But for students like Xeniya Slinkova, senior in community and regional planning who enjoys jogging regularly, the bugs have been more than just a mere annoyance. The aphids have affected her daily exercise routine.

“Now, I prefer to spend more time in the rec center than jogging around outside,” Slinkova said. “Honestly, there are just too many of them.”

Slinkova is not alone. Many students are thinking twice about being outdoors, opting to catch buses rather than walk, and taking new, longer routes away from shrubbery. Emily Kurimski, a senior in history who rides a bicycle to class, does not plan on changing her cycling habits, but finds the bugs unbearable.

“I’ve never noticed it this bad before,” Kurimski said. “It’s absolutely miserable. I can’t ride through campus without getting them in my eyes and nose.”

Aside from being found in the mouths, noses, hair and other unspecified places on and in student bodies, bugs are popping up mysteriously in textbooks, cell phones, dorm rooms, kitchen sinks and inches away from students’ teeth.

Les Lawson, manager of Campus Services said, “It’s unpleasant, but it happens.”

Lawson is responsible for taking care of the grounds on campus. He said that although the aphids are a serious annoyance to students, Campus Services has its hands full taking care of other pest problems, such as the congregation of bees on campus, and does not plan to take any actions to exterminate the aphids.

“We could spray them today and they’d be back tomorrow,” Lawson said. “They’re just too numerous.”

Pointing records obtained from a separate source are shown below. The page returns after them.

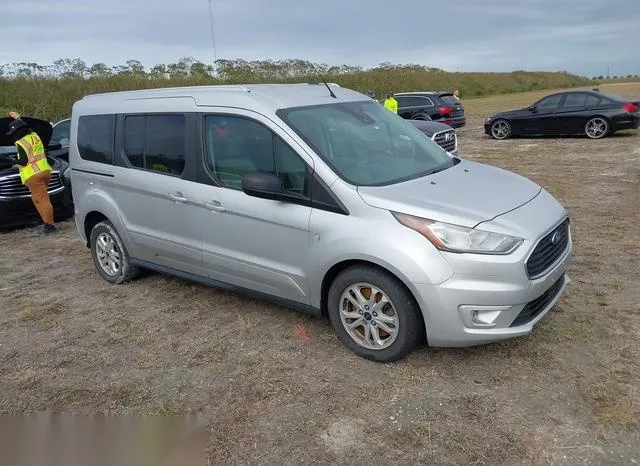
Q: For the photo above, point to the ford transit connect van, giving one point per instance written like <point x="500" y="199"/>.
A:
<point x="320" y="199"/>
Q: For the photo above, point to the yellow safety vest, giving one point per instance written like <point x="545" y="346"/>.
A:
<point x="37" y="159"/>
<point x="391" y="104"/>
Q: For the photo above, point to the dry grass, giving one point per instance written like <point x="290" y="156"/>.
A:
<point x="275" y="394"/>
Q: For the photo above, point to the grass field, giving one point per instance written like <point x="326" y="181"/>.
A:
<point x="567" y="394"/>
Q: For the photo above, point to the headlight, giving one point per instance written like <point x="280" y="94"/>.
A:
<point x="455" y="238"/>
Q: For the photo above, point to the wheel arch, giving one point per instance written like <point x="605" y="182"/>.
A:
<point x="91" y="220"/>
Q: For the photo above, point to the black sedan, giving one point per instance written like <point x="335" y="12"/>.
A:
<point x="443" y="135"/>
<point x="594" y="113"/>
<point x="16" y="206"/>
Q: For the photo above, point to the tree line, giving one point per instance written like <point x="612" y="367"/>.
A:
<point x="49" y="90"/>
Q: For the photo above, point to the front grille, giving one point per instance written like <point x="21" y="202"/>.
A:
<point x="446" y="140"/>
<point x="11" y="186"/>
<point x="535" y="307"/>
<point x="548" y="250"/>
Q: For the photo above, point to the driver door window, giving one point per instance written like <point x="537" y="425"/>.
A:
<point x="237" y="146"/>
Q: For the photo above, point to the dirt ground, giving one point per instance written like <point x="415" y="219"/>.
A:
<point x="567" y="394"/>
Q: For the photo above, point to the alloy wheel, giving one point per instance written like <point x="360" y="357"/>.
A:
<point x="500" y="129"/>
<point x="108" y="254"/>
<point x="596" y="128"/>
<point x="369" y="316"/>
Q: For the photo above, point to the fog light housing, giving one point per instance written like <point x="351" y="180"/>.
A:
<point x="482" y="316"/>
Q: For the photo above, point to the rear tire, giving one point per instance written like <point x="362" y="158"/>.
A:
<point x="500" y="129"/>
<point x="109" y="254"/>
<point x="596" y="127"/>
<point x="373" y="314"/>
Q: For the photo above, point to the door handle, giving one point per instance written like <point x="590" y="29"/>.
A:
<point x="214" y="205"/>
<point x="178" y="197"/>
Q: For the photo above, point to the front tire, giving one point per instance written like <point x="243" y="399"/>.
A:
<point x="109" y="254"/>
<point x="596" y="128"/>
<point x="500" y="129"/>
<point x="373" y="314"/>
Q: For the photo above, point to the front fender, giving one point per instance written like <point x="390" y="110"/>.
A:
<point x="394" y="247"/>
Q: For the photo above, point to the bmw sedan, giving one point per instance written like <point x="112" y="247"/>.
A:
<point x="594" y="113"/>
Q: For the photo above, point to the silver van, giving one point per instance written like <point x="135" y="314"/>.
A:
<point x="320" y="199"/>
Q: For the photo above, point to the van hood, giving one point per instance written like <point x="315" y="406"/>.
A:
<point x="42" y="127"/>
<point x="466" y="194"/>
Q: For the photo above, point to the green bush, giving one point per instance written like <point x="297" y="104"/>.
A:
<point x="49" y="91"/>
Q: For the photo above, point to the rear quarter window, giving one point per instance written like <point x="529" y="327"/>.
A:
<point x="95" y="140"/>
<point x="449" y="100"/>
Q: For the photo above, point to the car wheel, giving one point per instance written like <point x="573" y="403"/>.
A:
<point x="109" y="254"/>
<point x="596" y="127"/>
<point x="373" y="314"/>
<point x="500" y="129"/>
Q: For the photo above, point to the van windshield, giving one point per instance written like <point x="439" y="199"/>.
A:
<point x="366" y="144"/>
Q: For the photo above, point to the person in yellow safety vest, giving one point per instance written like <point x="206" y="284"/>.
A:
<point x="35" y="171"/>
<point x="391" y="103"/>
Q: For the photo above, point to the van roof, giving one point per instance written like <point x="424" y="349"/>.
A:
<point x="266" y="96"/>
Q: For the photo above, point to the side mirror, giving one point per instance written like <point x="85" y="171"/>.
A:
<point x="264" y="186"/>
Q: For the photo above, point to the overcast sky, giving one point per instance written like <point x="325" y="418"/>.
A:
<point x="580" y="36"/>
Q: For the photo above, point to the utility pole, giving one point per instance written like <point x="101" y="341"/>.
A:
<point x="213" y="39"/>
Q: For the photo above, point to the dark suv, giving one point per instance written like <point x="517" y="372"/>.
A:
<point x="439" y="106"/>
<point x="16" y="206"/>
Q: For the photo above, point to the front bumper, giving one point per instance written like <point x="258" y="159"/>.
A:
<point x="490" y="298"/>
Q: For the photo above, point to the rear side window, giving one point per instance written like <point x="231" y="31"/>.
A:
<point x="550" y="102"/>
<point x="575" y="100"/>
<point x="414" y="101"/>
<point x="95" y="138"/>
<point x="156" y="142"/>
<point x="592" y="101"/>
<point x="449" y="99"/>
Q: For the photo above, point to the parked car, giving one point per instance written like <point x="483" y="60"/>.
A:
<point x="591" y="112"/>
<point x="443" y="135"/>
<point x="16" y="206"/>
<point x="60" y="137"/>
<point x="316" y="200"/>
<point x="438" y="106"/>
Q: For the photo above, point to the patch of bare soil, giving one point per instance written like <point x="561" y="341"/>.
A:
<point x="567" y="394"/>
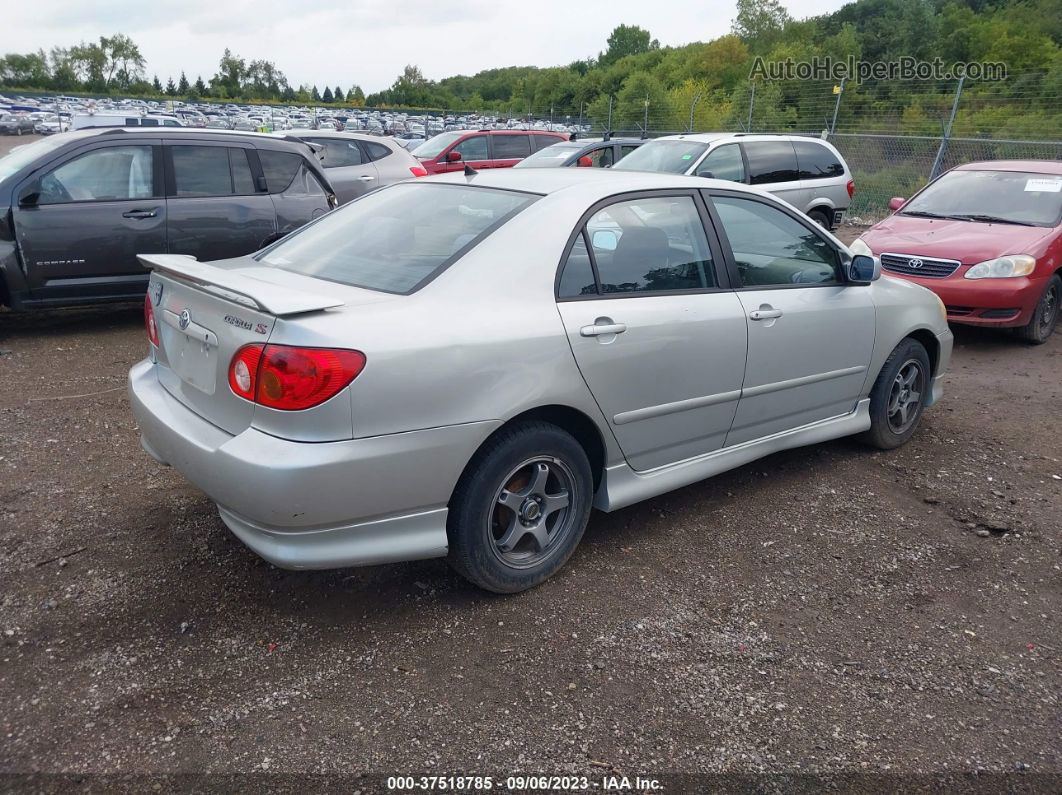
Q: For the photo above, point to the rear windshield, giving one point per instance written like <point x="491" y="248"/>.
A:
<point x="1005" y="196"/>
<point x="396" y="239"/>
<point x="670" y="156"/>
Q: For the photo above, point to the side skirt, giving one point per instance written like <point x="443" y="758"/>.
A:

Lawson noted that Asian lady beetles feed on aphids and are expected to be the next insect outbreak on campus, but said that pesticides would be wasted on the aphids and could also be detrimental.

“Any time you start killing one bug, you start killing other bugs that are beneficial to the environment,” said Lawson.

Yet both Hodgson and Lawson agreed that the aphids should not be around for much longer. They said that aphids usually settle down and lay eggs during the winter and will not be seen around campus as much.

For students who find it difficult to cope with the insects before winter, the two had the same words of advice: “Stay inside.”

Otherwise, students attempting to navigate through the persistent packs of pests are encouraged to keep their heads down and try not to let these unwelcome guests bug them.